In some embodiments of the present disclosure, the neural network may include a plurality of processing branches, each processing branch correspondingly processes a channel of RGB image signals, and the RGB image signals of different channels are image signals collected by different RGB image sensors. The RGB image signals are input to the neural network through corresponding processing branches. In some embodiments of the present disclosure, the RGB image signal is input to the neural network frame by frame.

In some embodiments of the present disclosure, RGB image signals, laser point cloud data, and event frames captured from different angles can be registered through key point detection (the images captured at different angles and different fields of view are The operation becomes a picture of the same angle and the same field of view), and the registered three sets of pictures are spliced together in the channel dimension and then input to the network for feature extraction to obtain the multi-dimensional motion information of the target object.

In addition, the above RGB image signals, laser point cloud data and event frames can also be input into a neural network with multiple inputs, and the network outputs the motion state information of the target object such as speed, position, etc. The neural network needs to pass the marked The training samples are obtained by network training.

In a second aspect, an embodiment of the present disclosure provides a detection device for a target object. The detection device can be used to implement the above detection method. Referring to FIG.

The first sensor 101 is used to detect light intensity change information in the target plane to generate event data, and the light intensity change information is used to determine at least one target object in the target plane.

The radar 102 is configured to acquire radar detection data for the target object, where the radar detection data is information describing the motion state of the target object.

The fusion processing unit 103 is configured to perform fusion processing on event data and radar detection data to generate multi-dimensional motion state information of the target object.

The detection device provided by the embodiment of the present disclosure can be applied to automatic driving, and is used to detect a target object.

In the embodiment of the present disclosure, the fusion processing unit 103 can execute the method for detecting a target object described in the first aspect of the embodiment of the present disclosure, and fuse the event data with the radar detection data to generate multi-dimensional motion state information of the target object.

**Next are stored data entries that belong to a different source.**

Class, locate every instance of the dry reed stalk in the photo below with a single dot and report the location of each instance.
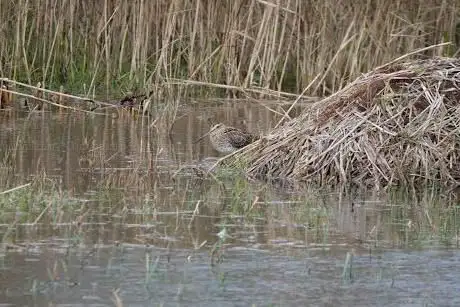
(398, 124)
(277, 45)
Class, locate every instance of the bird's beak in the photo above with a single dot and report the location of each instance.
(201, 137)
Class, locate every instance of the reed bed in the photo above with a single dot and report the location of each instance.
(114, 45)
(398, 124)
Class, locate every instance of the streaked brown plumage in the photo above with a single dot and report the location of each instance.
(226, 139)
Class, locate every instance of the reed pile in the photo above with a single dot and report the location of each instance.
(398, 124)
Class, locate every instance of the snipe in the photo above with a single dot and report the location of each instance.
(227, 139)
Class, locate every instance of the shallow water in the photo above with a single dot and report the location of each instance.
(115, 218)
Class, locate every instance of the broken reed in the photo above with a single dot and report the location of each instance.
(281, 45)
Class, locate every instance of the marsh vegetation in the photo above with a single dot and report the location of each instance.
(100, 205)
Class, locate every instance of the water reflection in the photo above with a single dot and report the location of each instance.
(109, 218)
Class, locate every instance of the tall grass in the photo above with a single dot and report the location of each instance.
(280, 45)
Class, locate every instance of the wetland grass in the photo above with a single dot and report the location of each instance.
(397, 124)
(248, 47)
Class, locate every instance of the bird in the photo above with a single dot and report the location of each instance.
(226, 139)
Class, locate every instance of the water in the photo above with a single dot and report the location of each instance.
(115, 217)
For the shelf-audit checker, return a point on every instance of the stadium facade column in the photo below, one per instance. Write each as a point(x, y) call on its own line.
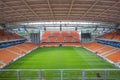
point(40, 75)
point(83, 74)
point(18, 75)
point(60, 27)
point(76, 28)
point(61, 74)
point(105, 75)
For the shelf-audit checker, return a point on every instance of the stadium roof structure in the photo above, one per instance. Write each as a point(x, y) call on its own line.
point(59, 10)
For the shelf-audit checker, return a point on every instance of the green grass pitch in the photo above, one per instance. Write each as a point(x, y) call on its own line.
point(58, 58)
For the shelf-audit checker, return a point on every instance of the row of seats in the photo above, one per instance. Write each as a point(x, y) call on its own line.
point(5, 36)
point(105, 51)
point(111, 36)
point(11, 53)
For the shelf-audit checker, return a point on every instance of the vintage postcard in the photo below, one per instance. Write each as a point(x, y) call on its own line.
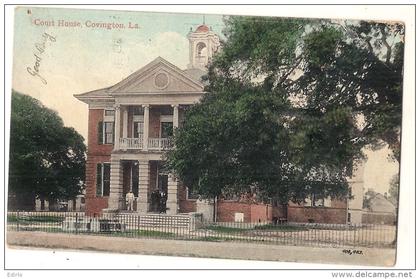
point(205, 135)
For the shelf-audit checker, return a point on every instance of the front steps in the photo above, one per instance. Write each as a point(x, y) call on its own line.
point(162, 222)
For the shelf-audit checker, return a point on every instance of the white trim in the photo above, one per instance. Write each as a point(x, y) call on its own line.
point(102, 179)
point(138, 118)
point(167, 118)
point(109, 118)
point(187, 191)
point(160, 126)
point(132, 127)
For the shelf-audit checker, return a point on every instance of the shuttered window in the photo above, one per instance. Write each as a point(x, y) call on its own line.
point(99, 180)
point(105, 132)
point(100, 132)
point(103, 179)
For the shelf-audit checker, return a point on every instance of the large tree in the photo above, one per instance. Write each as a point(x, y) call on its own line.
point(47, 160)
point(291, 104)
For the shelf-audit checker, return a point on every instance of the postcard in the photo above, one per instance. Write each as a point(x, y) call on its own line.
point(206, 135)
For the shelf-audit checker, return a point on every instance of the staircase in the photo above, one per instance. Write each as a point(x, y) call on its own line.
point(161, 222)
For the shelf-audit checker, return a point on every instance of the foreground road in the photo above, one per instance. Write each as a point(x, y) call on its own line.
point(226, 250)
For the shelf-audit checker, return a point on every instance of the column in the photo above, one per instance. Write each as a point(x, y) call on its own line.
point(146, 127)
point(117, 126)
point(144, 180)
point(176, 116)
point(125, 121)
point(172, 202)
point(116, 199)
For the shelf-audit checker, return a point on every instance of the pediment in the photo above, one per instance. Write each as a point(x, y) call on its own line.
point(157, 76)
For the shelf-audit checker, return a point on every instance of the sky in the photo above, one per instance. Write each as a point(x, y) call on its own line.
point(74, 60)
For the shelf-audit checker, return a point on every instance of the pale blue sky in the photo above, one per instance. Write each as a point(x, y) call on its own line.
point(83, 59)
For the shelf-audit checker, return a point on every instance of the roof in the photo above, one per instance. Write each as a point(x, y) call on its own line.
point(202, 28)
point(193, 75)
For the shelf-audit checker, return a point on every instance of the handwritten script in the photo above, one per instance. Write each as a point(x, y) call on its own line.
point(40, 48)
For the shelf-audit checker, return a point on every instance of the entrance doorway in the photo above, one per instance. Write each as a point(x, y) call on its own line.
point(160, 194)
point(130, 182)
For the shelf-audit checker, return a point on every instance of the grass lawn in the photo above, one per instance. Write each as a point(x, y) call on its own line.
point(266, 227)
point(285, 228)
point(39, 219)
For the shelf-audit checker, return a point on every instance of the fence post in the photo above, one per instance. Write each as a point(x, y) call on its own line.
point(17, 220)
point(76, 224)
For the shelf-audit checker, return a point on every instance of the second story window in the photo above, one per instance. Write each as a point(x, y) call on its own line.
point(105, 132)
point(109, 112)
point(103, 179)
point(106, 127)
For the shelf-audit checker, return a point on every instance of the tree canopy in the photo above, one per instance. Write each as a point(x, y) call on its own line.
point(47, 160)
point(290, 105)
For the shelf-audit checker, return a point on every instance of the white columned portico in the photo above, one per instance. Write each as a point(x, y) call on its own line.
point(115, 201)
point(176, 116)
point(125, 121)
point(172, 201)
point(117, 126)
point(144, 179)
point(146, 127)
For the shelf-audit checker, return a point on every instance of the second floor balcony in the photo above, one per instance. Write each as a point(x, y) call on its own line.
point(152, 144)
point(145, 127)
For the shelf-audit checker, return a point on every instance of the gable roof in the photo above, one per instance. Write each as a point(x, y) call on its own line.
point(138, 76)
point(144, 71)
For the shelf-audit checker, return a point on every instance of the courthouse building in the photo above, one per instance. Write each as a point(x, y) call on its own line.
point(129, 128)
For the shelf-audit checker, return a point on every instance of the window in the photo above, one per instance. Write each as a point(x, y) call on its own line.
point(191, 194)
point(109, 112)
point(105, 132)
point(239, 217)
point(201, 49)
point(103, 179)
point(138, 129)
point(316, 201)
point(138, 111)
point(166, 129)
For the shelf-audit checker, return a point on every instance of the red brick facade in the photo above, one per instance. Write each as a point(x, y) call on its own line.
point(100, 153)
point(96, 153)
point(337, 213)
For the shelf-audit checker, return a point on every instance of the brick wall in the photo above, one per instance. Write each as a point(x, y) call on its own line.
point(261, 213)
point(379, 218)
point(303, 214)
point(154, 122)
point(226, 211)
point(96, 153)
point(185, 205)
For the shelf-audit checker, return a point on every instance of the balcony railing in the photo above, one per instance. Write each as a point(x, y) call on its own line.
point(159, 143)
point(131, 143)
point(153, 143)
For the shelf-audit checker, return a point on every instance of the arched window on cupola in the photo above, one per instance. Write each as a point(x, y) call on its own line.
point(201, 49)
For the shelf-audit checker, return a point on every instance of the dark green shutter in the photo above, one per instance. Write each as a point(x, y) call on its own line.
point(113, 132)
point(100, 132)
point(107, 179)
point(99, 180)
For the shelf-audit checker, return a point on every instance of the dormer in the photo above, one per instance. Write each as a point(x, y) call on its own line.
point(203, 45)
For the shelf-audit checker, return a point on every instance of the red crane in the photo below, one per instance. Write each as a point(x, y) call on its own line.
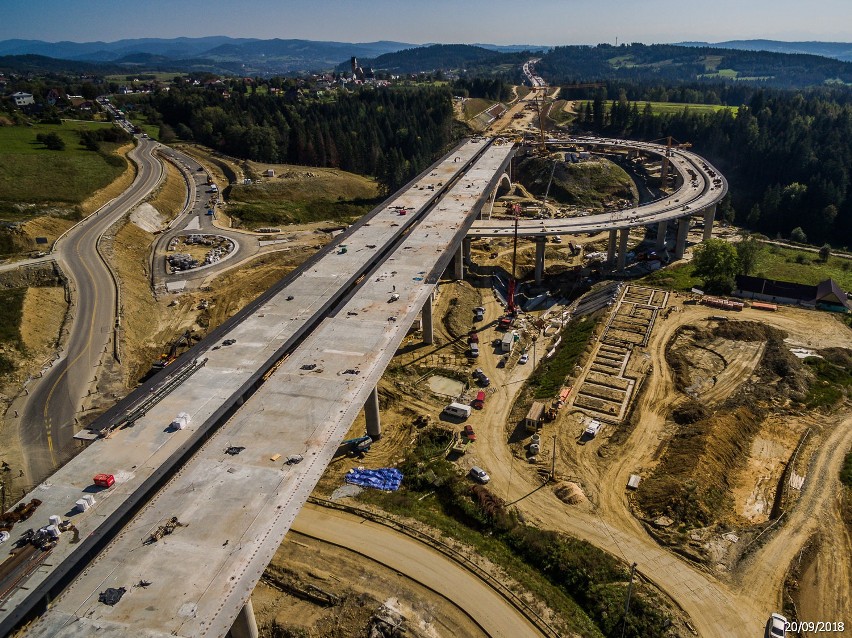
point(511, 309)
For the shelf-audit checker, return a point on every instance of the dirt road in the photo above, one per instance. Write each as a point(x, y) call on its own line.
point(716, 608)
point(816, 509)
point(421, 563)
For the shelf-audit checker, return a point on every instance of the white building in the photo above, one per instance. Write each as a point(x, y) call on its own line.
point(23, 99)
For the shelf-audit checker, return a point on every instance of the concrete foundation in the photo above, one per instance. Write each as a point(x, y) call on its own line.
point(622, 248)
point(682, 232)
point(458, 263)
point(662, 227)
point(610, 251)
point(426, 318)
point(371, 412)
point(540, 246)
point(245, 626)
point(709, 216)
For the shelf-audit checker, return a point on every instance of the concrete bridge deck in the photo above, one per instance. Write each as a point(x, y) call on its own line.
point(137, 455)
point(297, 411)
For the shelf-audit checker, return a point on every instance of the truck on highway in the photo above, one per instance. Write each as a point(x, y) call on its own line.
point(508, 342)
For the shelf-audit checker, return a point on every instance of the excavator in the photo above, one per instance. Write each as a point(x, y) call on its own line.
point(168, 357)
point(508, 319)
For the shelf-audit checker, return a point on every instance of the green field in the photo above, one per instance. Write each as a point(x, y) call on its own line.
point(29, 173)
point(661, 108)
point(329, 195)
point(775, 262)
point(475, 105)
point(139, 120)
point(159, 76)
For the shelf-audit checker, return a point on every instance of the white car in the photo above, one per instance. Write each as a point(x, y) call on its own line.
point(776, 626)
point(478, 474)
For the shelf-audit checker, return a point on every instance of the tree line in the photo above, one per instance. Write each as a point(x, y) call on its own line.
point(787, 155)
point(387, 133)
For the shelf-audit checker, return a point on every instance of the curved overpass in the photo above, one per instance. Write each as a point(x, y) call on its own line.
point(699, 189)
point(52, 402)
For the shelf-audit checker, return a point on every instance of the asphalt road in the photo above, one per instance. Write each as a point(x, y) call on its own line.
point(195, 220)
point(52, 402)
point(423, 564)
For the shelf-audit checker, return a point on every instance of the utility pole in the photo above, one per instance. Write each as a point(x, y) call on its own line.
point(627, 602)
point(553, 462)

The embodiment of the present disclosure does not specifically limit the first sensor 101 in the detection device. As an optional implementation manner, the first sensor 101 in the detection device may be a dynamic vision sensor (DVS, Dynamic Vision Sensor). DVS is a sensor that imitates the working mechanism of biological vision. It can detect the change of light and output the address (position coordinates) and information of the pixel where the light intensity changes, effectively reduce redundant data, and can dynamically respond to scene changes in real time.

Correspondingly, in some embodiments, the first sensor 101 is a dynamic vision sensor; the dynamic vision sensor is used to detect changes in the light intensity of each pixel in the target plane, and generate event data, where the event data includes the target The coordinates and light intensity change information of the pixel points where the light intensity changes in the plane may further include time information.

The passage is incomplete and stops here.